Justice Ruth Bader Ginsburg noted that students can get high school course credit for participation on sports teams. Justice David H. Souter said that interscholastic athletics “are part of the educational scheme.”

And Justice Anthony M. Kennedy pointed out that the association’s legislative council is chosen by the principals of member schools, a majority of which are public schools.

“Isn’t the principal, when casting his vote, acting in a state capacity?” he suggested to Mr. Colbert.

Constitutional Gap

The case began in 1997, when Brentwood Academy was investigated for several alleged recruiting violations. Like many other state athletic governing bodies, the TSSAA prohibits its member schools from using “undue influence” in attracting student athletes.

As a result of the investigation, Brentwood—a perennial athletic powerhouse that has won nine Tennessee football championship —was punished for three rules violations. (“High Court To Referee Football Dispute,” Oct. 4, 2000.)

The school sued the TSSAA in federal district court, arguing that an interpretation of the recruiting rule barring communication with prospective student athletes violated the school’s First Amendment right of free speech.
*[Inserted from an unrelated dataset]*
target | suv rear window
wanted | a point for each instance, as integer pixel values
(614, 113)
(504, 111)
Brentwood won in district court, but the U.S. Court of Appeals for the 6th Circuit, in Cincinnati, ruled last year that the TSSAA could not be sued on constitutional grounds because it is not a state actor.

Brentwood was joined in its Supreme Court appeal by the Clinton administration.

“When a group of public schools—all state actors—joins together to run a program, that association is a state actor, too,” Barbara D. Underwood, a deputy U.S. solicitor general, told the justices last week.

“If this association is not a state actor, then a gap will open in constitutional coverage of school programs,” she added.

Brentwood has also been joined by advocates of girls’ participation in school sports, who filed a friend-of-the-court brief expressing concern that they could lose the ability to sue state athletic associations over alleged unequal opportunities for girls.

Justice Ginsburg, who was active as a women’s rights advocate in her earlier legal career, appeared sympathetic to those arguments. If state athletic associations are not state actors subject to the Constitution, “schools could decide, ‘We aren’t going to have any teams for girls,’” she said.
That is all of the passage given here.